Es gibt Sätze, die im Nachhinein eine ganz andere Bedeutung bekommen. Als ich 2014 auf Einladung der EU-Kommission nach Kiew reiste, trafen wir auch den frisch gekürten Bürgermeister Vitali Klitschko. „Als Boxer hat er wenige Niederlagen einstecken müssen; als Politiker stehen ihm noch harte Proben bevor“, schrieb ich anschließend in einem Porträt über den ehemaligen Weltmeister im Schwergewicht, der den Boxring gegen die Bühne der Politik eingetauscht hatte.

Wie wahr im Rückblick.

Damals, im September 2014, war Klitschko erst wenige Monate im Amt. Er empfing uns in Anzug und Krawatte im Rathaus der ukrainischen Hauptstadt, ein Bau im Stil des sozialistischen Klassizismus mit hohen Gängen und Marmorsäulen – wie geschaffen für einen Zwei-Meter-Mann, neben dem sich jeder Gast automatisch klein fühlt.

Klitschko wurde 2014 zum Bürgermeister der ukrainischen Hauptstadt gewählt

„Auf dem Weg nach Europa kann uns keiner stoppen“, sagte Klitschko damals kämpferisch. Worte, die den unbändigen Wunsch der Ukrainer nach Freiheit, Demokratie und, den Anschluss an den Westen transportierten. Die Proteste auf dem Maidan Nesaleschnosti, dem Kiewer Unabhängigkeitsplatz, waren da nicht lange her.
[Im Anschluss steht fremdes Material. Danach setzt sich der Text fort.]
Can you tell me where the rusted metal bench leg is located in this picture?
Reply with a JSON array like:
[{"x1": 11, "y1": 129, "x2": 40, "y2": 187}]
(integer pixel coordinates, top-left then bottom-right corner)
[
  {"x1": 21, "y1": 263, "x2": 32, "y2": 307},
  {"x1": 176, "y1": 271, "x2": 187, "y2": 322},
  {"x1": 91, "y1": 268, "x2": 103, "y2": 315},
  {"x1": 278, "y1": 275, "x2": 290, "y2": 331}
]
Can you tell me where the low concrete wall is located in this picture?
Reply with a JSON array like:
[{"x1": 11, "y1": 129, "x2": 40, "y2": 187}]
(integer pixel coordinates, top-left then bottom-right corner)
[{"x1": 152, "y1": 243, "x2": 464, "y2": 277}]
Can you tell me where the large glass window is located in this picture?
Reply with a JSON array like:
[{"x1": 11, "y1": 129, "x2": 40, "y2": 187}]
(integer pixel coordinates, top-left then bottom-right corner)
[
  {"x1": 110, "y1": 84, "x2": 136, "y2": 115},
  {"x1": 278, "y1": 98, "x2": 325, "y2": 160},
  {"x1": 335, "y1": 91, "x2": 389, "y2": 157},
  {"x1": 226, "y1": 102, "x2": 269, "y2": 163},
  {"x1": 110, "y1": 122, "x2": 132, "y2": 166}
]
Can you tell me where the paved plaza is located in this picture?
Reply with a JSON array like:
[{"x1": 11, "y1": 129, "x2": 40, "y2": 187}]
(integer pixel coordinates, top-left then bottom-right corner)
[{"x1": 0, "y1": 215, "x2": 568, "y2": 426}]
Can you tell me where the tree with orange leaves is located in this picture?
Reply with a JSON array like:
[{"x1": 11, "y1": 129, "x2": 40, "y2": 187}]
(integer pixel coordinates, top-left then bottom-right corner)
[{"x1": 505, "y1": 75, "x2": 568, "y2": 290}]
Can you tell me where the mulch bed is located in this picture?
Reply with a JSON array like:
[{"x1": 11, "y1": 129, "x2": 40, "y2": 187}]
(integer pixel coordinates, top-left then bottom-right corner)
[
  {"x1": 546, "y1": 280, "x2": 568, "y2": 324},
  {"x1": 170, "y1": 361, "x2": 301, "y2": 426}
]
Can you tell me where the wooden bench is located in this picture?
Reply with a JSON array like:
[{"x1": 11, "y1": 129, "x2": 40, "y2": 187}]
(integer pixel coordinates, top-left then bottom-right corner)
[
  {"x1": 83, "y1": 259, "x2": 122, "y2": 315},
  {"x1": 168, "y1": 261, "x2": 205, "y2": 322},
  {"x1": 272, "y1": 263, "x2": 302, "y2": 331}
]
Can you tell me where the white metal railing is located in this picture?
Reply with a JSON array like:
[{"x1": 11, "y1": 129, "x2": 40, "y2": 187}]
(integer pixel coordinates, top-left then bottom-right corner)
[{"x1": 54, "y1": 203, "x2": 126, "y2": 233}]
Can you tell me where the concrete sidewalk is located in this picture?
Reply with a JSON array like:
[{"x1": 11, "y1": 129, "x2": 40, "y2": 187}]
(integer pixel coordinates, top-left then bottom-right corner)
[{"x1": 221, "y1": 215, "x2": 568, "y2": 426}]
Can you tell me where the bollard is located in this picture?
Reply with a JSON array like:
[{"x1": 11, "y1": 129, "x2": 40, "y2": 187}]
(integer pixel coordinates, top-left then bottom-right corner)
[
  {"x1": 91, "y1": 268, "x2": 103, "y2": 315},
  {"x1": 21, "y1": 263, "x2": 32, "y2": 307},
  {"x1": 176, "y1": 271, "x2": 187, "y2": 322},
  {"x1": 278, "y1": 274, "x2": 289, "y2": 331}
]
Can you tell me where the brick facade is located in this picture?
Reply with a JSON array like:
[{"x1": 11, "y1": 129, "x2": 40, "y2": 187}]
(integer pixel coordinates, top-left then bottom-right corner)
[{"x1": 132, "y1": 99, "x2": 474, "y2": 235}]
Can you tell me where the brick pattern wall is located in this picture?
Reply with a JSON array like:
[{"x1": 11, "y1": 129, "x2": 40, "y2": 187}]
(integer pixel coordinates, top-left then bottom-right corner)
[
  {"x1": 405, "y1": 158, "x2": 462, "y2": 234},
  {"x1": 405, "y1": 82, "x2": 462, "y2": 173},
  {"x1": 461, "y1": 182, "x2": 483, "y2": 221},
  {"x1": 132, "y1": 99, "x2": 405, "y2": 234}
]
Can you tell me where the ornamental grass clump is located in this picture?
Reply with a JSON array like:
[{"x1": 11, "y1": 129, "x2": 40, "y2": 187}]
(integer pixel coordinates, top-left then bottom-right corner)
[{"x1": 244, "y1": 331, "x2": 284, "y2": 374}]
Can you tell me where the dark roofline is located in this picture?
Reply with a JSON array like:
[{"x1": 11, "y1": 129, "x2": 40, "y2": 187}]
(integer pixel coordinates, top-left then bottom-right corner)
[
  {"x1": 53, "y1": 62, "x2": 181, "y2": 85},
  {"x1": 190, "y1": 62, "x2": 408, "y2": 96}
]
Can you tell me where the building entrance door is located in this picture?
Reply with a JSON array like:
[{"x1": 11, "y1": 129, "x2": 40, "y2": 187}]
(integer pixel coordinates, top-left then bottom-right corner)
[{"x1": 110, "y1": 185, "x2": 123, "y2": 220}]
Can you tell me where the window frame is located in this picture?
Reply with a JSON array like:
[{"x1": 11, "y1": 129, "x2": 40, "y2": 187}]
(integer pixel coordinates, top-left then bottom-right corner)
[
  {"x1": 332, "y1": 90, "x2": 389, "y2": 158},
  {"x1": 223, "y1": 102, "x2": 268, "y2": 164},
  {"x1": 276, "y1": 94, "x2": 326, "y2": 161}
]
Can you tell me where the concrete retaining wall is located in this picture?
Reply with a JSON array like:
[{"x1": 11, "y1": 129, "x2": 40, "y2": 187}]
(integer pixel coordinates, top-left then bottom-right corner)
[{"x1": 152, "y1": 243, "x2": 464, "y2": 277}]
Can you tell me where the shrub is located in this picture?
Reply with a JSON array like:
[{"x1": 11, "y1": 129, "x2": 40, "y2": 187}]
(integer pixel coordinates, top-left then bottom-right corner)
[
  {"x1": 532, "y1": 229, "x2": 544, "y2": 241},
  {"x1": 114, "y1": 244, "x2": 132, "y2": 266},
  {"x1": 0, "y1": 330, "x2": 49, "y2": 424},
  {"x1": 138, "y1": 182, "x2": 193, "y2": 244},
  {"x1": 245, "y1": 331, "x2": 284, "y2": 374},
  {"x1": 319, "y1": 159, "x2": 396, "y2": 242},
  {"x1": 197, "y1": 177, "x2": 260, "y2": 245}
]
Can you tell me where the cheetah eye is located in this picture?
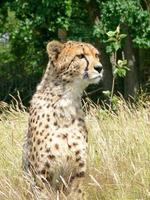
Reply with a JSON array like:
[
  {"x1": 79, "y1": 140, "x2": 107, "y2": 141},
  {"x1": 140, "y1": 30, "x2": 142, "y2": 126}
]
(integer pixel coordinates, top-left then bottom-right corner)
[
  {"x1": 95, "y1": 53, "x2": 99, "y2": 58},
  {"x1": 77, "y1": 53, "x2": 85, "y2": 59}
]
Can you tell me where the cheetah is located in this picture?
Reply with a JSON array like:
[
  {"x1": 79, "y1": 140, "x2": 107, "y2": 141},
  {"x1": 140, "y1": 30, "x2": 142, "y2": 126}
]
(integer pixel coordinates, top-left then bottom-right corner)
[{"x1": 23, "y1": 41, "x2": 103, "y2": 200}]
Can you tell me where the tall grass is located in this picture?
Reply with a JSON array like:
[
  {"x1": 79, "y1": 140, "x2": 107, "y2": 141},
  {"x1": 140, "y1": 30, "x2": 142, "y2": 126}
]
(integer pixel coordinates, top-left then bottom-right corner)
[{"x1": 0, "y1": 101, "x2": 150, "y2": 200}]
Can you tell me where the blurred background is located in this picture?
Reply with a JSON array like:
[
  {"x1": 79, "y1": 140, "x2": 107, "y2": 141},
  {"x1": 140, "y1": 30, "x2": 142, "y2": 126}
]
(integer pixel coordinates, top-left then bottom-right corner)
[{"x1": 0, "y1": 0, "x2": 150, "y2": 105}]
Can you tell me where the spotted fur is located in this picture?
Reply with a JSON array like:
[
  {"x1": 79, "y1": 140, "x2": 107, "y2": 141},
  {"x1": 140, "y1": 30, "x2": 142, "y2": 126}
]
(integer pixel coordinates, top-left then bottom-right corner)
[{"x1": 23, "y1": 41, "x2": 102, "y2": 199}]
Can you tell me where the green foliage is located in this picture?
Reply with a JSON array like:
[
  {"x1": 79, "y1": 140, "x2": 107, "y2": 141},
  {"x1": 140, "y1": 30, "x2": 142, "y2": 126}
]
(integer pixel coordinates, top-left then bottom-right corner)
[
  {"x1": 94, "y1": 0, "x2": 150, "y2": 48},
  {"x1": 0, "y1": 0, "x2": 150, "y2": 101},
  {"x1": 103, "y1": 26, "x2": 129, "y2": 109}
]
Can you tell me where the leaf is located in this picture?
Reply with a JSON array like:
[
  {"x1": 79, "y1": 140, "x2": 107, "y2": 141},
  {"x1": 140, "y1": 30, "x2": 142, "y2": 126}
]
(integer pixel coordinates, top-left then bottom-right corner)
[
  {"x1": 113, "y1": 42, "x2": 121, "y2": 51},
  {"x1": 106, "y1": 31, "x2": 116, "y2": 37},
  {"x1": 120, "y1": 34, "x2": 127, "y2": 39},
  {"x1": 106, "y1": 37, "x2": 116, "y2": 42},
  {"x1": 116, "y1": 25, "x2": 120, "y2": 34},
  {"x1": 106, "y1": 46, "x2": 113, "y2": 53},
  {"x1": 103, "y1": 90, "x2": 111, "y2": 97}
]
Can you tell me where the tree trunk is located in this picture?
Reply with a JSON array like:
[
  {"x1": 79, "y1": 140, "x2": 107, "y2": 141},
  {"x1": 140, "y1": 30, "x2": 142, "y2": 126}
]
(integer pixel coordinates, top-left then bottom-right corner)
[{"x1": 124, "y1": 32, "x2": 139, "y2": 99}]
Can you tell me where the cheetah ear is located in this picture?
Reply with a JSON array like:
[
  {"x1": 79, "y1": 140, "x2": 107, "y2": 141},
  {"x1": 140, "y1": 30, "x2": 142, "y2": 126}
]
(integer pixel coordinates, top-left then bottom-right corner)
[{"x1": 47, "y1": 40, "x2": 63, "y2": 59}]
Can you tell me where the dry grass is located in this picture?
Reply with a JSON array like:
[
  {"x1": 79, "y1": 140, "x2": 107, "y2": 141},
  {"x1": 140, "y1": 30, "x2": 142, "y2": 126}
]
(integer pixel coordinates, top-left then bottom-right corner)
[{"x1": 0, "y1": 101, "x2": 150, "y2": 200}]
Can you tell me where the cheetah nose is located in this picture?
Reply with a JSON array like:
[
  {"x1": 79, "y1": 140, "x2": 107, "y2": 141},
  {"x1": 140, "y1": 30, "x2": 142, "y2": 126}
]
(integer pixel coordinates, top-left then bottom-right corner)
[{"x1": 94, "y1": 64, "x2": 103, "y2": 73}]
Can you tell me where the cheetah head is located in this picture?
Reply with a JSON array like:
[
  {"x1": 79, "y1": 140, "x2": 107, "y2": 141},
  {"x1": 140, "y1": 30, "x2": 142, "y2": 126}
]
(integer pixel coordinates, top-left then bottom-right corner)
[{"x1": 47, "y1": 41, "x2": 103, "y2": 88}]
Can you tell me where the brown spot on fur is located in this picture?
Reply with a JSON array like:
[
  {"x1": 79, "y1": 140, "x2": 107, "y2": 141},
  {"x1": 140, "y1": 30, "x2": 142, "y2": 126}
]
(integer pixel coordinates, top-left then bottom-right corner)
[
  {"x1": 47, "y1": 155, "x2": 55, "y2": 160},
  {"x1": 75, "y1": 150, "x2": 80, "y2": 155},
  {"x1": 76, "y1": 172, "x2": 85, "y2": 178},
  {"x1": 37, "y1": 139, "x2": 41, "y2": 145},
  {"x1": 55, "y1": 144, "x2": 59, "y2": 150},
  {"x1": 79, "y1": 162, "x2": 84, "y2": 167},
  {"x1": 45, "y1": 124, "x2": 49, "y2": 128},
  {"x1": 45, "y1": 162, "x2": 50, "y2": 168}
]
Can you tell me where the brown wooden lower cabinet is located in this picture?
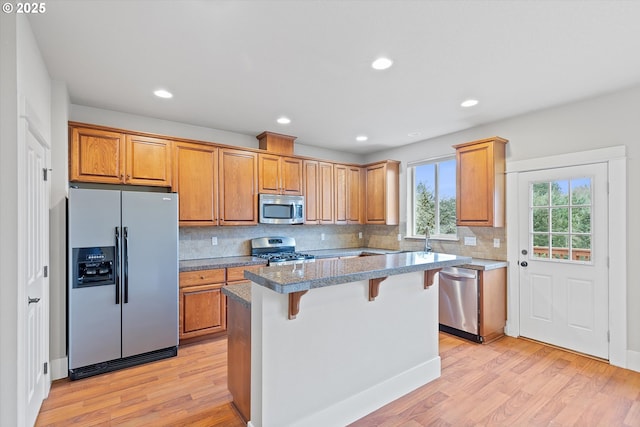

2014: Auf dem Maidan in Kiew standen riesige Plakate, die an die Proteste erinnerten. Eines zeigt Vitali Klitschko inmitten der Demonstranten. Auslöser für die Proteste damals war die Entscheidung der ukrainischen Regierung, das Assoziierungsabkommen mit der EU nicht zu unterschreiben.
2014: Auf dem Maidan in Kiew standen riesige Plakate, die an die Proteste erinnerten. Eines zeigt Vitali Klitschko inmitten der Demonstranten. Auslöser für die Proteste damals war die Entscheidung der ukrainischen Regierung, das Assoziierungsabkommen mit der EU nicht zu unterschreiben. © Archivfoto: Katrin Schiebold

Auf den Straßen klafften noch Löcher, wo Demonstranten Pflastersteine ausgehebelt hatten, um sie wütend der Staatsmacht entgegenzuschleudern. Von November 2013 bis Februar 2014 hatten zuweilen Tausende auf dem Platz ausgeharrt und gegen die Entscheidung des damaligen Präsidenten Viktor Janukowitsch protestiert, das Assoziierungsabkommen mit der EU auf Eis zu legen und sich Russland zuzuwenden. Klitschko war – zumindest für den Westen -– das Gesicht dieser Maidan-Proteste, weil er sich als Oppositionsführer unter die Demonstranten mischte. Die Proteste endeten nach deren blutiger Niederschlagung in einem tragischen Finale mit mehr als 100 Toten.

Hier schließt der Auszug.